I only searched online recently about Korean purple grapes and discovered they are called “kyoho” grapes. They are grown in Japan as well. I knew they were not found in Canada, although we have concord ones that are grown somewhere else in the late summer for sale in my area of Canada. They are not commonly bought or eaten though. In my home province, purple grapes, sold all year round but not grown in Canada, have thinner skins and are a lighter purple colour. They can be bought with or without seeds. We have green grapes too and the green grape juice in Korea was very much like green grapes sold in Canada but we never have any green grape juice for sale. So green grape juice was exciting to me, but what made it extra exciting was the fact that it as actual peeled green grapes in the juice! Small, squat cans of green grape juice were for sale everywhere with real chunks of fruit right in the juice…imagine! There were other kinds of juice sold in small, short cans as well – Korean pear and apple and orange. And there was fruit in them too! These cans of juice were in vending machines, on roadsides and in lobbies of buildings, usually.

Green grape juice (with fruit!)
This is a small can of Korean pear juice where chunks of pear are found in the juice. Korean pears are wonderful. You can just barely see the small bits of pear flesh in the glass shown here, and these pear bits make the juice look somewhat cloudy in this picture.

I found other great drinks in Korea back then too. There were slim cans of soda-pop called “Milkis”, which were a pop like 7Up with a bit of yogourt mixed in. There were three kinds : “plain” had a blue-themed colour on the can, “orange” flavour with an orange-coloured theme on the can and there was a “strawberry” kind which displayed a pink theme. I marvelled at how the Korean people had thought of making such a drink, as it was very delicious. I missed getting Milkis after I returned to Canada. I did always wish they made a “diet” version though, as it’s quite sweet and I have always tried to watch my caloric intake.

Korea didn’t have any “diet” or “light” foods, mostly because everyone had to be active, even if they were up studying, and no one dared to be overweight, as their society mandated being trim and thin. Anyone who was “fat” was not accepted and was more than frowned-upon. Their diet was low-fat and like I mentioned in a former blog, even their chocolate bars were noticeably less sweet than the ones made in North America. The fact that everyone in Korea worked or studied long hours and everyone got less than 8 hours of sleep every night made it easier for them to stay thin as well. My society back home was laid-back with lots of leisure time for everybody. In Canada, it was way more acceptable to be overweight. Like I said before, everything in Korea was different for me.

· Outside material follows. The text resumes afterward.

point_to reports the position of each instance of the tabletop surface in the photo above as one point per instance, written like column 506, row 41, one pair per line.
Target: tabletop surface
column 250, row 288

Things have been happening fast for Korea and since I lived in Seoul, gradually, companies have been forced by the Korean government to become more reasonable and more accomodating than they were 23 years ago. Back then, my friend and student called “Sail”(really SuIl) worked for over 10 hours each day and sometimes had a 2-hour commute to and from his workplace on top of that. The length of his commute depended on the horrendous traffic in Seoul. I could see he often stayed at work for 12 or more hours on some days. Lately, the people haven’t had to work as long each day like many did when I was there. I understand why everyone slept while they were travelling on the subway back then., as none of them seemed to have enough time to sleep. When I have seen Korean news articles in the past 22 years, I notice news excerpts about rules and laws being changed every so often, like limits being put on how long a shift can be. These progressive laws are bringing their society closer to a ‘western’ one.

Korean pears are round and very big. The flesh is firmer than the soft pears found for sale in Canada. One huge Korean pear cost ₩1500 to ₩2000 in the fall of 1997. This was between about $1.50 and $2 in Canadian dollars. The Korean people told me that October was the month where their pears were in season. I found them for sale outside of the Garak Market, on display outside of corner stores or even in the back of blue Daewoo trucks that were parked somewhere or were driven through side streets selling different foods.

The grocery stores in Atlantic Canada sometimes sell Korean pears and they are called Asian pears. They are smaller than the beautiful ones from Korea. For Canadians, a pear has a distinct shape but the pears in Korea are not “pear-shaped” the way I had always experienced before I went to Korea. I never would have imagined that a pear could exist somewhere that was not “pear-shaped”.

The many varieties of pears we can buy in Canada have bigger, wider bottoms than tops. With all kinds of varieties, the shape gets smaller as you get to the top of the pear, making a unique “pear-shape”. Korean pears are not shaped like this at all. And in Canada, if the fruit is ripe, it is very soft and juicy, at least if it’s a common “bartlett” pear. The flesh of an “Asian” pear is juicy and the taste is similar to ones found in North America, but the texture is not at all the same when you’re cutting it or chewing it. A Korean pear is ‘grainier’.

2 thoughts on “Korean Fruit and Sodapop…

  1. Your blog always brings back good memories. By the time you arrived, I was a month back in the states wondering my next move. One of my best memories of teaching in Korea is my adult students buying me coffee from the coffee machine which was nearby. As always, teachers were treated well.